(2nd time) tweaks to erff() threshold values

Fri Aug 23 16:57:46 UTC 2013

On Fri, Aug 23, 2013 at 09:12:33PM +1000, Bruce Evans wrote:
> On Thu, 22 Aug 2013, Steve Kargl wrote:
> 
> > (Having problems with freebsd-numerics list.  Hopefully, not
> > a duplicate.)
> 
> It was a duplicate :-).

Yep.  The original finally showed up.  hub.freebsd.org must
have ben swamped. 

> > I would like to apply the patch, which follows my .sig,
> > to msun/src/s_erff.c.  It tweaks the threshold values
> > to those appropriate for erff().
> > ...
> > Index: src/s_erff.c
> > ===================================================================
> > --- src/s_erff.c	(revision 1358)
> > +++ src/s_erff.c	(working copy)
> > @@ -107,10 +107,10 @@
> > 	}
> >
> > 	if(ix < 0x3f580000) {		/* |x|<0.84375 */
> > -	    if(ix < 0x31800000) { 	/* |x|<2**-28 */
> > -	        if (ix < 0x04000000)
> > +	    if(ix < 0x39000000) { 	/* |x|<2**-13 */
> 
> This increases the number of incorrectly rounded cases slightly on i386,
> but 2**-14 decreases it slightly.  This is because i386 has extra
> precision for floats which the nonlinear return expression can actually
> use for approx. 2**-14 < |x| < 2**-13.

I suppose I should update my test programs to count the number
of results that fall within ULP bins.  I typically only want to
know do I make the worse case ULP better or worse.  2**-14 is
certainly better than 2**-28, which is the double precision
threshold. 

> > +	        if (ix < 0x04000000)	/* |x|<0x1p-119 */
> > 		    /*avoid underflow */
> > -		    return (float)0.125*((float)8.0*x+efx8*x);
> > +		    return (8*x+efx8*x)/8;
> 
> Also put the comment back on the same line as the return statement now
> that it fits again (see the double version).

OK.

> Also add "spurious" to the comment.  Underflow still occurs for most denormal
> x.  This is non-spurious.  We just avoid it for |x| larger than about 8
> times the largest denormal, by multiplying efx by 8 so that it is larger
> than 1 (efx8 = 8(efx)).

OK.

> Some modified lines:
> 
> @ 	if(ix < 0x3f580000) {		/* |x|<0.84375 */
> @ 	    if(ix < 0x38800000) { 	/* |x|<2**-14 */
> @ 	        if (ix < 0x04000000)	/* |x|<0x1p-119 */
> @ 		    return (8*x+efx8*x)/8;  /*avoid spurious underflow */
> @ 		}
> @ 		return x + efx*x;
> @ 	    }

OK.  I'll update my patch to use the above.  Did you see my
suggested changes to erfcf()?

> The whole erf implementation is probably not the best way for float precision,
> but is good for understanding higher precisions.

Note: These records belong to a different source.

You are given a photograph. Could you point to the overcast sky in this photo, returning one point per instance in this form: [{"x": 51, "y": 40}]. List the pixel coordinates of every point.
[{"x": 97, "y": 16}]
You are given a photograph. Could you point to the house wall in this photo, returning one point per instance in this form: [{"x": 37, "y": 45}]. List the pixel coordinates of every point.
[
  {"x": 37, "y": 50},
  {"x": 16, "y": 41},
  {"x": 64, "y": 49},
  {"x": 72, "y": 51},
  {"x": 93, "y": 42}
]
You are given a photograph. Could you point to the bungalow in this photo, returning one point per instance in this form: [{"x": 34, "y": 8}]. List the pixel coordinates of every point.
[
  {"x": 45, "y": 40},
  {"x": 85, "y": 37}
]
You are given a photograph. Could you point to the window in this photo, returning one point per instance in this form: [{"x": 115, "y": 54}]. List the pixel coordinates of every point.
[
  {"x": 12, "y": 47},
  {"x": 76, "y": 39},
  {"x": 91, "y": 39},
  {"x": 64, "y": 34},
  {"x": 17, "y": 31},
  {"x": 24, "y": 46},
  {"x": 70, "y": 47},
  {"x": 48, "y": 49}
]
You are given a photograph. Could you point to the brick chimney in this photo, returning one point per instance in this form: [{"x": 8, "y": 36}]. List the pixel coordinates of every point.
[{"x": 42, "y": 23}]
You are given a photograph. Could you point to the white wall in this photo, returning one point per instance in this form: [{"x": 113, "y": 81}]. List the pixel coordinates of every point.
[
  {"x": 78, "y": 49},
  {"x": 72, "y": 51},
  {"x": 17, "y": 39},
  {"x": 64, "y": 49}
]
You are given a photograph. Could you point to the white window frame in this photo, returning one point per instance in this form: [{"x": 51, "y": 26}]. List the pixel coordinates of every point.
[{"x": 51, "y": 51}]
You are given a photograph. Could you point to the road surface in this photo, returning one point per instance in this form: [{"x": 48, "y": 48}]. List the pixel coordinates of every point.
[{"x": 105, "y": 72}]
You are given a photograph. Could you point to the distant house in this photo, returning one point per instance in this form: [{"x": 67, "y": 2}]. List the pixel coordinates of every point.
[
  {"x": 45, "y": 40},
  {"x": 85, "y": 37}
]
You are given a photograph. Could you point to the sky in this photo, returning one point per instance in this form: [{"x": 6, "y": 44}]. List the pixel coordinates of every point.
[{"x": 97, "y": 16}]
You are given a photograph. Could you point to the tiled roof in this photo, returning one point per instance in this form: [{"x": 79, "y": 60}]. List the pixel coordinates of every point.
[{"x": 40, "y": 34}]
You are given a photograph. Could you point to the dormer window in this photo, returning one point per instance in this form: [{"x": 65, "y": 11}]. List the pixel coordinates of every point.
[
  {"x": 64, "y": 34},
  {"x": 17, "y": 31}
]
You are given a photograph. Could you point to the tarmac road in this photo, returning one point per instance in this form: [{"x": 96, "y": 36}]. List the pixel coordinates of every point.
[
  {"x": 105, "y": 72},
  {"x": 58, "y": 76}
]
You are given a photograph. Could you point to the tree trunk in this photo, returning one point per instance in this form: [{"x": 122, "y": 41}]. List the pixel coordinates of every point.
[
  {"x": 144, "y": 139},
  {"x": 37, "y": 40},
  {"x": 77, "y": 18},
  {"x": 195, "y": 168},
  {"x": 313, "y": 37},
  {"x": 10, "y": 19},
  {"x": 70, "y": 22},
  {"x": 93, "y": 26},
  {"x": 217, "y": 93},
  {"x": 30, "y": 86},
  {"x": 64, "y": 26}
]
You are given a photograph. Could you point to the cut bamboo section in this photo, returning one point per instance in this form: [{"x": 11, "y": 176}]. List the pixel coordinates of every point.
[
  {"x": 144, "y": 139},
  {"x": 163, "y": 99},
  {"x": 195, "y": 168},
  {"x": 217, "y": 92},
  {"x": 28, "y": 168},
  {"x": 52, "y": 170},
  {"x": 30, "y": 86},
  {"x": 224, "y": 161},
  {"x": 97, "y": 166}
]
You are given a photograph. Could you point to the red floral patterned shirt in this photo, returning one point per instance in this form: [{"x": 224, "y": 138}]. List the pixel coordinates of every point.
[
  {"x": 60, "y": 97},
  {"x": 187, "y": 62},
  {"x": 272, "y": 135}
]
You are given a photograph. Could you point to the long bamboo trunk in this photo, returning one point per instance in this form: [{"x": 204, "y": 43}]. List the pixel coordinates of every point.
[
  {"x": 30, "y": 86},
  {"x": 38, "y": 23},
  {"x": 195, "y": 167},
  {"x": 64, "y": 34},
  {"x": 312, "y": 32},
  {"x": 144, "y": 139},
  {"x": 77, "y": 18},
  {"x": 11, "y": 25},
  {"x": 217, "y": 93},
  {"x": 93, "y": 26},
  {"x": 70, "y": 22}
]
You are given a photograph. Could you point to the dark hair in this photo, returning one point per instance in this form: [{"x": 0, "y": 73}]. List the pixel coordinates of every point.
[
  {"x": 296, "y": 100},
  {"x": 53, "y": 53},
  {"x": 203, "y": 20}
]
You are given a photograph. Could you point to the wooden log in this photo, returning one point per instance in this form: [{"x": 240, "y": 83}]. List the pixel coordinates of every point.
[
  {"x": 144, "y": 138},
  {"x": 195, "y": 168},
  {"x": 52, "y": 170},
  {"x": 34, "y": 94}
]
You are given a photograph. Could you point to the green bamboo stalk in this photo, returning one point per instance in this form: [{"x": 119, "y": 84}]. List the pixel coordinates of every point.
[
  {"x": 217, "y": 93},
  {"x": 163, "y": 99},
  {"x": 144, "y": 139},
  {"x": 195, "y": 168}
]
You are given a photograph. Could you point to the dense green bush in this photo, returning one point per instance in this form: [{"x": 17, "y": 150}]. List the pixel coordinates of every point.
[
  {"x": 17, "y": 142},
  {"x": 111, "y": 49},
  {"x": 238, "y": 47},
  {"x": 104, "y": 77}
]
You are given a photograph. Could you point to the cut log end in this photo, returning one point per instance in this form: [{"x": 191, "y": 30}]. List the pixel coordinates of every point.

I'm fairly certain that the implementation of erff() is not very
efficient.  The polynomials, used in the rational approximations,
are the same order as those used in the double precision approximation.
I'll check the polys when update my P(x)/Q(x) remes algorithm for
erfl and erfcl.

-- 
Steve